RFR JDK-8223347 Integration of Vector API (Incubator): Java API, implementation, and tests

Wed May 6 03:01:50 UTC 2020

On May 1, 2020, at 1:36 PM, Paul Sandoz <paul.sandoz at oracle.com> wrote:
> 
> Hi Remi,
> 
> Thanks for the feedback. I am gonna need to go over this with John. Some comments inline.
> 
> 
>> On Apr 20, 2020, at 6:31 AM, Remi Forax <forax at univ-mlv.fr> wrote:
>> 
>> Hi Paul,
>> about the API part (not the implementation),
>> there are location where the same concept is described with a different names which doesn't help to understand how thing work
>> - vector length <=> vector lane count
>> - vector shape <=> vector bits size
>> - element size <=> lane size
>> 
>> "size" should never be used (VectorSpecies.elementSize() by example ) because it's never clear if it's the byte size or the bits size, using byteSize and bitsSize as used several times in the API should be used everywhere.
> 
> I agree with being explicit here e.g. s/Vector.elementSize/Vector.elementBitSize and other usages.

The name “size” follows the precedent of the API point
Integer.SIZE, which is the size of an `int` in bits.  Although
bit-size and byte-size is an important thing to keep track of,
in the case of the Vector type, it lives primarily in registers,
like `int`, and only secondarily in memory (as `int[]` lives
primarily in memory).  When you need the size of a datum
in a register, you appeal to its bit count, not its byte count.

When you store in memory, then you might want its byte
size but for vectors that is an edge case.

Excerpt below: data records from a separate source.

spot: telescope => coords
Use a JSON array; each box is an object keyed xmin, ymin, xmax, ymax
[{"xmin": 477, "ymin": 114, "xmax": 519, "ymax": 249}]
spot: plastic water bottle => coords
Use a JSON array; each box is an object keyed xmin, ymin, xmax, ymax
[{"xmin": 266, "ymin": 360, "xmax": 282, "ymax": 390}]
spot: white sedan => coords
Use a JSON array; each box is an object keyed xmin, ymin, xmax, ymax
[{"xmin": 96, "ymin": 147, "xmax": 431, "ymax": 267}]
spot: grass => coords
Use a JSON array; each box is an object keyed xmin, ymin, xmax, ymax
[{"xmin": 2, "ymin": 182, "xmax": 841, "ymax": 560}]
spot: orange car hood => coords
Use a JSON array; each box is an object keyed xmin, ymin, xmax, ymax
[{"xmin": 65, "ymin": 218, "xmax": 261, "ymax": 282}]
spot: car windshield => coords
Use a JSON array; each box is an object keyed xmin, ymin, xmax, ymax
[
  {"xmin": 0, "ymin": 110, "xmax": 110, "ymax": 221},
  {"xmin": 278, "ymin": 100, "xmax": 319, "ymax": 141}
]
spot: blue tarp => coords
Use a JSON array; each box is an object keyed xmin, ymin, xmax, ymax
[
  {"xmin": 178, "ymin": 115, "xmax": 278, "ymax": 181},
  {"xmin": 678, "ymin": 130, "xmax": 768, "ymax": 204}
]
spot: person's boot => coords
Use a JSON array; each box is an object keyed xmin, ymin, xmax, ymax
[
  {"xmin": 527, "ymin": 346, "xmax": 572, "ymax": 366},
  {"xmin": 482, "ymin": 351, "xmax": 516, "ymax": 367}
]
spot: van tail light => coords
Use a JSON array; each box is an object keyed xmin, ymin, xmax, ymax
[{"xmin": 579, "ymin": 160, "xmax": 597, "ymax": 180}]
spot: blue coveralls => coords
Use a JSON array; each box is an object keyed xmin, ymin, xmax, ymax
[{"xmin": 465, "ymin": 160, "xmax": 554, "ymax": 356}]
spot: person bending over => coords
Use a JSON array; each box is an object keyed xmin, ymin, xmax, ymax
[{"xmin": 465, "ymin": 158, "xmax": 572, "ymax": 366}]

So I don’t think we need bitSize, as a more explicit term for
size, for vectors and their lanes.  It is enough to say “size”.

> 
> I would prefer to consistently use length in methods to refer to the lane count, it matches more closely to an array and for thinking about bounds checking.

Yes, in this way (contrary to what I just said), a Vector is like
an array, and so it just has a length.  It’s a small array, and it
lives in a register, and it doesn’t support good random access,
but it has a length like an array.

> 
> How about on Vector:
> 
> /**
> * Returns number of vector lanes ({@code VLENGTH}), commonly referred to as the lane count.
> *
> * @return the number of vector lanes
> */
> public abstract int length();

Yes.  Although laneCount would be a runner-up for naming this API point.
But a Vector is enough like an array or String that giving it a length
is the least confusing choice.  With documentation that says somewhere
that a vector looks like a little array formed from its lanes, so its length
as a vector is the count of its lanes.

Also, the semi-formal symbol {@code VLENGTH} is employed throughout
the javadoc, and would have to change to something even uglier like
{@code VLANECOUNT} if we got rid of Vector::length.

> And then change VectorShape.laneCount to VectorShape.laneLength.
> 
> ?

That sounds wrong, as if it were reporting the length of a lane somewhere.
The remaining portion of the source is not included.